Shep, I have been trying to read the stuff on here especially between you and Andy but my brain just can't get around it. Very frustrating.

 

MN

 

Hi, MNgal. The good news is this thread isn't going anywhere and you're welcome to stop by anytime and read and post. 

 

Please come back when you're feeling better.

 

Sending healing vibes your way. 

 

:)


2005-2006 Rapid taper off of Zoloft. Horrible but survived. Adverse drug reaction to Prozac.

2010-2013 Night panics. All typical sleep aids failed. Diagnosed with complex PTSD.

2013-present: Valium (5mg x 3) prescribed by pro-benzo doctor. Helped me sleep for awhile. Then sleep began to get worse again.

Nov. 2014 Switched doctors. New doctor was anti-benzo but thought a 3-month taper was a slow taper. Failed and reinstated. Added 25mg Seroquel for sleep.

March 2016 Reduced gabapentin by 20% by accident and backed up again. (Was trying to feel less sedated.) Reduced again more slowly to 200+200+300.

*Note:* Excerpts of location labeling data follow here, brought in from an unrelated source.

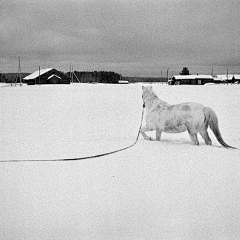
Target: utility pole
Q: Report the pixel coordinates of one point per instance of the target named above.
(39, 77)
(19, 74)
(167, 74)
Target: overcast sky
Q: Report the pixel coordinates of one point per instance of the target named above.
(134, 37)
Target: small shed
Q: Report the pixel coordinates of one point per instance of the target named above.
(230, 78)
(47, 76)
(194, 79)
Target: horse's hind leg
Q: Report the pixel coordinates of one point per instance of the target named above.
(203, 132)
(193, 137)
(146, 129)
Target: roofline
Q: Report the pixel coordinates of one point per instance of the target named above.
(36, 73)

October 2016 Liquefied one V tablet. Neuropathy back immediately. Waiting to liquefy another.

November 2016 All 3 tablets now dissolved. I think the windows are getting a little more frequent but they don't last long. Sleep poor.

January 2017 Felt stable enough to try daily microtaper. Started at 3% and inched up to almost 10%. Became very unstable. Terrors back. Neuropathy back.

February 2017 Holding again. Slow improvements.

March 2017 Neuropathy back to tolerable. Making very tiny cuts, about 3%/month.

April 2017 Hold. Lot of stress. Anxiety high and sleep terrible.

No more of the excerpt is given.